Lin et al.23 avaliaram a presença e remoção de fármacos, inclusive duas quinolonas, em estações de tratamento de esgoto. Observaram que, mesmo atingindo índices de remoção de 46 e 88% para ácido nalidíxico e ofloxacina, respectivamente, a eficácia do processo de lodos ativados para a remoção de fármacos foi variável. Além disso, os índices de remoção de fármacos não indicam, necessariamente, a degradação dos mesmos, uma vez que o lodo da ETE pode apresentar uma concentração do contaminante até 1000 vezes maior do que a encontrada no efluente.56 Lai e Lin11 comprovaram a ineficiência dos processos aeróbio e anaeróbio na degradação de flumequina e ácido oxolínico.

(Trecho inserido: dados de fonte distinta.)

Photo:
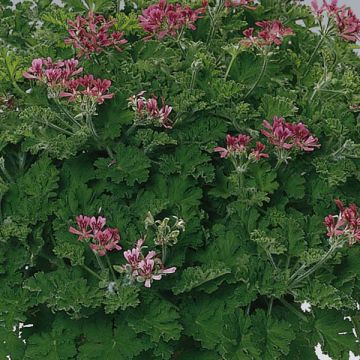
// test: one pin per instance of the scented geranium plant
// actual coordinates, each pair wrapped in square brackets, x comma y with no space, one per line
[178,179]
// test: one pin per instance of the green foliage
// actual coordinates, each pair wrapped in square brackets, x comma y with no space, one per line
[255,246]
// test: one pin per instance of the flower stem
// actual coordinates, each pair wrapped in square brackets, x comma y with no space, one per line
[110,267]
[164,253]
[101,265]
[229,66]
[311,59]
[262,72]
[293,310]
[91,271]
[315,267]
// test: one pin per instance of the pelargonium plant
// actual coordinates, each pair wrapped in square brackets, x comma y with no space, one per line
[179,180]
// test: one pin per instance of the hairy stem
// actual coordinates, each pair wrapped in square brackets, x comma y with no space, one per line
[262,72]
[229,66]
[110,267]
[91,271]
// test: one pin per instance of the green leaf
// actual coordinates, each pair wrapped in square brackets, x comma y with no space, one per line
[275,335]
[196,276]
[123,298]
[336,334]
[158,319]
[31,196]
[130,165]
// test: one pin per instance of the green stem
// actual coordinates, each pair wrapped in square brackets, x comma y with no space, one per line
[311,59]
[262,72]
[293,310]
[101,265]
[271,260]
[315,267]
[229,66]
[90,124]
[270,306]
[91,272]
[110,267]
[164,253]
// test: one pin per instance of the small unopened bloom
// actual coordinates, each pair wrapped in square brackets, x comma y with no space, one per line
[343,19]
[100,239]
[284,135]
[238,146]
[258,153]
[143,268]
[164,19]
[248,4]
[96,90]
[345,225]
[93,35]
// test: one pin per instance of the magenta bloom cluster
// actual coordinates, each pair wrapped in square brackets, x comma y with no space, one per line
[346,223]
[236,3]
[272,32]
[148,110]
[165,19]
[142,268]
[284,135]
[93,34]
[239,145]
[93,230]
[52,73]
[347,23]
[97,89]
[61,77]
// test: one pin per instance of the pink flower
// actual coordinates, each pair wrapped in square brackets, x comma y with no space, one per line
[346,22]
[257,153]
[97,224]
[147,271]
[95,89]
[83,231]
[238,145]
[92,35]
[144,268]
[101,240]
[348,25]
[248,4]
[106,240]
[273,32]
[163,19]
[284,135]
[53,74]
[345,224]
[279,133]
[302,137]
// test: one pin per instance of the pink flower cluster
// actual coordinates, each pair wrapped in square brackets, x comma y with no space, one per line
[244,3]
[272,32]
[163,19]
[60,78]
[92,229]
[238,145]
[346,223]
[92,35]
[144,268]
[148,112]
[95,89]
[54,74]
[347,23]
[284,135]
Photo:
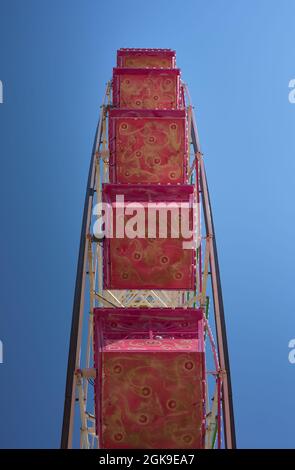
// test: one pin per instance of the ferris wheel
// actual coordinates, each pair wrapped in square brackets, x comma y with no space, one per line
[148,362]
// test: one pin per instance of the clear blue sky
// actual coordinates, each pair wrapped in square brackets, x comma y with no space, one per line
[238,58]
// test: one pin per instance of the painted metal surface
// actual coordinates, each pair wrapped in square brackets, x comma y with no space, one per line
[148,146]
[149,390]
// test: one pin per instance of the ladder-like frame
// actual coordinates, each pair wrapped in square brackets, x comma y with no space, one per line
[89,294]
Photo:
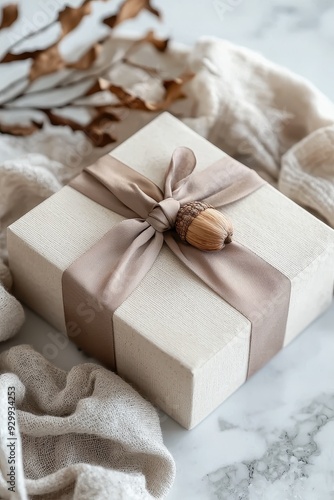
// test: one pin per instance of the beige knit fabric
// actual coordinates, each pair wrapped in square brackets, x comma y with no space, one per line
[85,434]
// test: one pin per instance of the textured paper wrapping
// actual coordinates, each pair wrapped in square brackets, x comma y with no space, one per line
[175,339]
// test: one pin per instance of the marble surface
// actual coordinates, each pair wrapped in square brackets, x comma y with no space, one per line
[274,438]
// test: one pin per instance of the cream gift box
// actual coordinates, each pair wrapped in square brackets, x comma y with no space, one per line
[184,347]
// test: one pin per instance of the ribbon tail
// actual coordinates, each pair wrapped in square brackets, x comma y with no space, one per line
[97,283]
[250,285]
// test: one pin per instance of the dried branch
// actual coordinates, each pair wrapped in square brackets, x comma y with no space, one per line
[128,10]
[101,117]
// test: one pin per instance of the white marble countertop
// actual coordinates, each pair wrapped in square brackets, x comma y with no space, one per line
[274,438]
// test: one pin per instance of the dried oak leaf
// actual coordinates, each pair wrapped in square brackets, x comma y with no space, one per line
[20,130]
[9,15]
[173,91]
[49,60]
[98,130]
[128,10]
[71,17]
[158,43]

Apesar dos processos biológicos serem capazes de remover parte dos antimicrobianos presentes no afluente contaminado, o sistema de lodos ativados pode ser prejudicado pela presença de elevadas concentrações das quinolonas, conferindo toxicidade ao meio.48,57

Processos que utilizam cloro têm sido frequentemente usados nas ETA para garantir a desinfecção de águas destinadas ao abastecimento público. As várias espécies comumente utilizadas (hipoclorito, cloro e dióxido de cloro) possuem alto potencial de redução (EClO- = 1,48 V, ECl2 = 1,36 V e EClO2 = 0,95 V). A avaliação da degradação de quinolonas por cloração em estações tratamento de água e esgoto é escassa. Wang et al.14 avaliaram a degradação de sete fluoroquinolonas (ácido pipemídico - 0,30 mg L-1, ciprofloxacina - 0,33 mg L-1, enrofloxacina - 0,36 mg L-1, flumequina - 0,26 mg L-1, lomefloxacina - 0,35 mg L-1, norfloxacina - 0,32 mg L-1 e ofloxacina - 0,36 mg L-1) em efluentes de ETA e ETE utilizando-se o dióxido de cloro (CClO2 = 1 mg L-1). Nesse estudo, foi observado que, em ambos os efluentes, a flumequina não sofreu degradação, mesmo após um longo período de contato (24 h). O mesmo foi observado para o ácido pipemídico, uma vez que a degradação máxima foi de 10%. Por outro lado, a adição de ClO2 promoveu a redução da concentração das fluoroquinolonas ciprofloxacina, norfloxacina, lomefloxacina, enrofloxacina e ofloxacina. Na ETE, ofloxacina e enrofloxacina foram totalmente oxidadas após 30 min de reação e, em ETA, o processo de cloração promoveu a degradação de 80 e 75% da ofloxacina e da enrofloxacina, respectivamente. Dodd et al.58 já haviam reportado a rápida oxidação de enrofloxacina com hipoclorito: 50% de degradação após 3 min de reação. Mais recentemente, Najjar et al.59 verificaram que a levofloxacina (0,04 mg L-1), assim como a enrofloxacina, foram rapidamente degradadas (1 min) usando hipoclorito de sódio como oxidante (CNaClO = 1,14 mg L-1).

Fotólise

A radiação UV compreende os comprimentos de onda entre 200 e 400 nm do espectro eletromagnético. Essa radiação pode ser classificada em UV-C (200-280 nm), UV-B (280-315 nm) e UV-A (315-400 nm). A radiação UV é normalmente obtida por meio de lâmpadas de vapor de mercúrio, as quais podem ser de baixa pressão, com emissão em comprimentos de onda próximos a 254 nm; de média pressão, com emissão desde a faixa do UV-C até a região do infravermelho; e as de alta pressão, que emitem na mesma faixa das de média pressão, mas possuem uma maior intensidade de radiação.60

Fluoroquinolonas são resistentes a alterações de temperatura ou hidrólise, porém são sensíveis à radiação ultravioleta.61 A fotólise depende da absorção da radiação pelo composto alvo, da sua estrutura, da sua concentração e da matriz em que o mesmo se encontra. Em amostras de rios, lagos e efluentes ETE, onde a elevada turbidez e cor dificultam a penetração da luz na solução, a fotodecomposição de poluentes orgânicos dissolvidos pode não ocorrer ou sofrer perda da eficácia.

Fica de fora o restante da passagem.